Hoera! Gered! Met een geschaafde onderarm komt Jo er goed vanaf. Hilde heeft haar linkerbil "verbrand" aan de sneeuw. Geen nood. Vrolijk stappen we verder en keuvelen gezellig over onderwerpen die soms diepgaande filosofieën uitlokken o.a. over onderbroeken: vooral Maurice weet Jo hier het één en het ander over te vertellen. Wim en Joke, vader en dochter, maken een zwijgzame en wijze indruk. Joke heeft last van
hoofdpijn en steekt haar rode kop bij elk bergbeekje onder water, al helpt dat niet veel.
Als we, na een hele lange afdaling uitgeput en moe beneden komen, zijn er al paarden en vliegen op onze kampplaats aanwezig. Vooral de vliegen zullen we niet snel vergeten. Nog even wachten op Marianne voor het avondeten. Haar beide teennagels zijn een beetje zwart geworden door te knellende schoenen en dat speelt haar parten. Het eten wordt een wandelend buffet. Slalommend tussen zwermen muggen en vliegen banen we een weg voor het eten naar onze mond: noedels met een groentensausje en tonijn. Het
smaakt ondanks alles. Marianne en Hilde zijn uitgeteld en gaan vroeg onder de veren. De anderen gaan voorraad halen in de auto, een honderdtal meter dieper, dichtbij het refuge hotel. Het wordt een mooie
avondwandeling met zicht op de lichtjes ergens aan de flank van de Sirac. Terug in de tent proberen we te slapen, maar de luid bruisende bergbeek maakt geen aanstalten om te stoppen en dat houdt ons toch een beetje wakker. Al werkt het eentonige geluid uiteindelijk ook wel als slaapverwekkend.

Tweede dag
De volgende morgen worden we gewekt door speels snuffelende paarden die buiten Marianne’s plastiek zakken onderste boven proberen te halen. Ze komen vriendelijk tussen de bekertjes koffie en thee, en de muesli doorgrazen zonder zich aan ons te storen.
En dan weer op stap. Het weer is mooi, de klim niet te steil en Maurice huppelt vrolijk van rots naar rots alsof hij zijn hele leven niets anders doet. Maar Marianne heeft het moeilijk, ze had zich een betere conditie voorgesteld. Maurice komt als een galante begeleider ter hulp en biedt haar zijn rug aan ter ondersteuning. Nu gaat het beter, maar aan de "Cabanne du Pis" is ze helemaal uitgeteld, deels ook door de grote hitte. We laten haar op de matras van Jo even bijkomen en Wim zorg voor een frisse bus bergwater.
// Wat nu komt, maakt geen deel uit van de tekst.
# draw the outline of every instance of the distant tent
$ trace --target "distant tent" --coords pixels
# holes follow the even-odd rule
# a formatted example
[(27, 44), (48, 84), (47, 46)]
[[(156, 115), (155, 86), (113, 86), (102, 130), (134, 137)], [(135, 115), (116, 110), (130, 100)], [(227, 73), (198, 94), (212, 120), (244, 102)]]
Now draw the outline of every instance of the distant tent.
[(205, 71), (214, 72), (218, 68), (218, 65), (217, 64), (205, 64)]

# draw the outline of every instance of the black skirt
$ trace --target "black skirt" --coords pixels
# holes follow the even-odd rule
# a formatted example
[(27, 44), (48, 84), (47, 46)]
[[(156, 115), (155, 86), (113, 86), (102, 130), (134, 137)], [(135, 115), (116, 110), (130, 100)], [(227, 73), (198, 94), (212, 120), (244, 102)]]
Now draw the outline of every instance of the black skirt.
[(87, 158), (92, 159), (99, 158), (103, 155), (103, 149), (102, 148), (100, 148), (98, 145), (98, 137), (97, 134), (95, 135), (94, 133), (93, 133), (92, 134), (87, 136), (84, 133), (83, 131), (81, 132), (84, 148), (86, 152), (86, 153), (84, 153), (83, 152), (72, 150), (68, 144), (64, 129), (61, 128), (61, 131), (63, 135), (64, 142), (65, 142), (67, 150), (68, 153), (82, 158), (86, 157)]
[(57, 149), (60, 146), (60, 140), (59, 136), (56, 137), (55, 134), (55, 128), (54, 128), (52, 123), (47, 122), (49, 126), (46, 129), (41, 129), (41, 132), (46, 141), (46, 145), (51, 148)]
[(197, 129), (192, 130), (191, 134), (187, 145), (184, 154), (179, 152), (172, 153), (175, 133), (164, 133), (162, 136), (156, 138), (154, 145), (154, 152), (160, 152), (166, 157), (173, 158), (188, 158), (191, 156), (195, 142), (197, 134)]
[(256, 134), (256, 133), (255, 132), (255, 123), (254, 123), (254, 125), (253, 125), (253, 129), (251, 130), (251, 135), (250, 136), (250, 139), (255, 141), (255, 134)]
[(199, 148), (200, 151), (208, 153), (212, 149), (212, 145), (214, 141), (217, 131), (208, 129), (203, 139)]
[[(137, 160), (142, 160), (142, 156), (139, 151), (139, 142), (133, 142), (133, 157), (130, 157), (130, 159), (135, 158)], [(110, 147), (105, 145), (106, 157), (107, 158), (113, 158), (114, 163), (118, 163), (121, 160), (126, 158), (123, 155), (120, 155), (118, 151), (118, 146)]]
Wat verder picknicken we aan de rand van een bergbeek en genieten van de prachtige natuurrotstuin, die even ons privé bezit word.

Opnieuw naar beneden, nu richting Refuge Chabournéou. Eenmaal aangekomen in de refuge, steekt Hilde haar kop onder de kraan en haar voeten in het openluchtbad. Het water is ijskoud. De haren zijn rap gewassen, nog even later drogen in de zon in de luie zetel van een oude 2 PK Citroen.
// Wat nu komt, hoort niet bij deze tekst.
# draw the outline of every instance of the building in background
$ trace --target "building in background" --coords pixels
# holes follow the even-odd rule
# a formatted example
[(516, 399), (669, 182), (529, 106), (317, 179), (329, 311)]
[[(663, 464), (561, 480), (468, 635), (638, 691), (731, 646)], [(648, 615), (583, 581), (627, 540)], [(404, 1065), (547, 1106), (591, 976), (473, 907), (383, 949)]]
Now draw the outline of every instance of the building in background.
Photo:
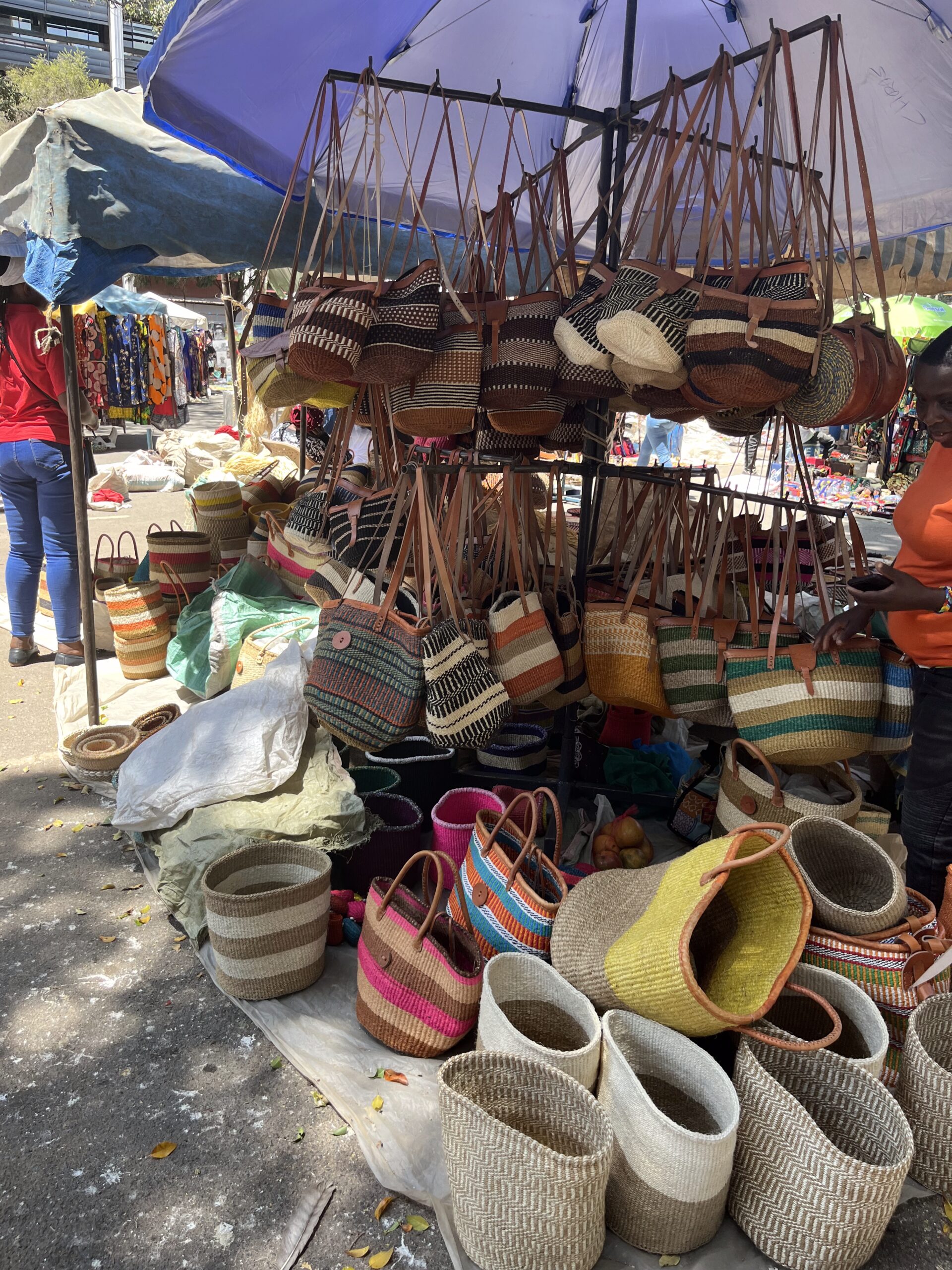
[[(123, 23), (126, 83), (136, 83), (136, 67), (152, 47), (155, 30), (138, 22)], [(81, 48), (89, 74), (110, 83), (109, 14), (96, 0), (0, 0), (0, 71), (27, 66), (34, 57), (56, 57)]]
Voor de verandering willen we eens in de refuge eten en overnachten. Het warm eten bestaat uit kippenbout met aardappelen, na een warme aspergesoep of zoiets. Borden worden verzameld om af te ruimen, maar zijn te rap. Er komt nog kaas en een toetje met kasta njepuree en chocoladecrème. En dan naar onze slaapstee, na een serenade van jeudige Franse alpinistjes, allemaal meisjes tussen 12 en 16 jaar met een jonge leider aan de kop. We klimmen de laddertjes op en installeren ons op de bovenste verdieping de meisj es rechts, de
jongens links. Maurice wil zijn fotoapparaat laten flitsen doch spijtig genoeg gaat de deur open voor de lens. Hilariteit alom. Niet de bergbeek maar het snurken houdt ons nu even uit de slaap.

Derde dag.
Voor we de volgende morgen vertrekken, worden we nog even opgeschrikt door een luide knal. Een meneer in zwembroek zijn gasflesje ontploft. Gelukkig is de broek intact en iedereen ongedeerd. We zullen hem later in de bergen nog tegenkomen met vrouw en twee dochtertjes die heel moedig dezelfde tocht maken, deze keer niet meer in zwembroek.
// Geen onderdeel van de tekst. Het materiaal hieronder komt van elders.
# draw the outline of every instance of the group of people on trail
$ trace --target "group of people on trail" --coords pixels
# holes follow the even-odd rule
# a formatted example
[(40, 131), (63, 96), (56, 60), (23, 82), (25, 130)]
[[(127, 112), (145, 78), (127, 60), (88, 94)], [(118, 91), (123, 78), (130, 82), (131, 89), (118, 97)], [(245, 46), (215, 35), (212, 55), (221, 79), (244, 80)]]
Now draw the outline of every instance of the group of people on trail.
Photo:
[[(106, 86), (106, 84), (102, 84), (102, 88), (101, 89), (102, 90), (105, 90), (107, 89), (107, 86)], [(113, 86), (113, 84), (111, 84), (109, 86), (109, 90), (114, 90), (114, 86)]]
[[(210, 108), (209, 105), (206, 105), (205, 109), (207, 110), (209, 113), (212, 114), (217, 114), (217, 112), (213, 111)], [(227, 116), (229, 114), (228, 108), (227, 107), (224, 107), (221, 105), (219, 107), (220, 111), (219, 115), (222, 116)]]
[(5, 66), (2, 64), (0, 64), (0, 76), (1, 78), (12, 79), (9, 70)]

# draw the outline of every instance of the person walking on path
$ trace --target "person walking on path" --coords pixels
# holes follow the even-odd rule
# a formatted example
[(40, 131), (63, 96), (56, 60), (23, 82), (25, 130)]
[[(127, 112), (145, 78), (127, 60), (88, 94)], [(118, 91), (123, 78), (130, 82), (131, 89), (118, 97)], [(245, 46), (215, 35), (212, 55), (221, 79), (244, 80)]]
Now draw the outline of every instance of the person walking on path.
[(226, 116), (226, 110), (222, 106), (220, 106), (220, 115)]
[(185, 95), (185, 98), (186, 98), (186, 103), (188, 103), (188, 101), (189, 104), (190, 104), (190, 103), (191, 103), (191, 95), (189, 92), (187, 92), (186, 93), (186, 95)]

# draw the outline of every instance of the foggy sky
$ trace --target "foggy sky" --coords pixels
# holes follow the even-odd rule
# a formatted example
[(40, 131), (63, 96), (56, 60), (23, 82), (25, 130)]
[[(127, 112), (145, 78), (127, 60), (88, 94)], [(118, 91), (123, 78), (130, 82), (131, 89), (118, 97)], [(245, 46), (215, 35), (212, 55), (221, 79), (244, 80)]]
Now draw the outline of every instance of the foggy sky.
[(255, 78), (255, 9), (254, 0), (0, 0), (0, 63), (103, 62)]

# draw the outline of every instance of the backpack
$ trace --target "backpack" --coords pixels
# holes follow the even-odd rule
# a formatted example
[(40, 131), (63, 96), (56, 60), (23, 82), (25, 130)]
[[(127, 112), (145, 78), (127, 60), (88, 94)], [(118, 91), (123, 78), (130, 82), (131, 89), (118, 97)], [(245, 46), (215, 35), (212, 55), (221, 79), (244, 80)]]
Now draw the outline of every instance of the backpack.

Nu gaan we enkele steile sneeuwhellingen tegemoet maar we laten ons niet afschrikken. Alles loopt prima en via die sneeuwruggen in de flanken van de Sirac komen we op een prachtig plateau, dat geel ziet van
de boterbloemen en de ganzerikken. Het is pas middag. Er is een idyllisch meertje, een refuge met drankjes en een zee van tijd.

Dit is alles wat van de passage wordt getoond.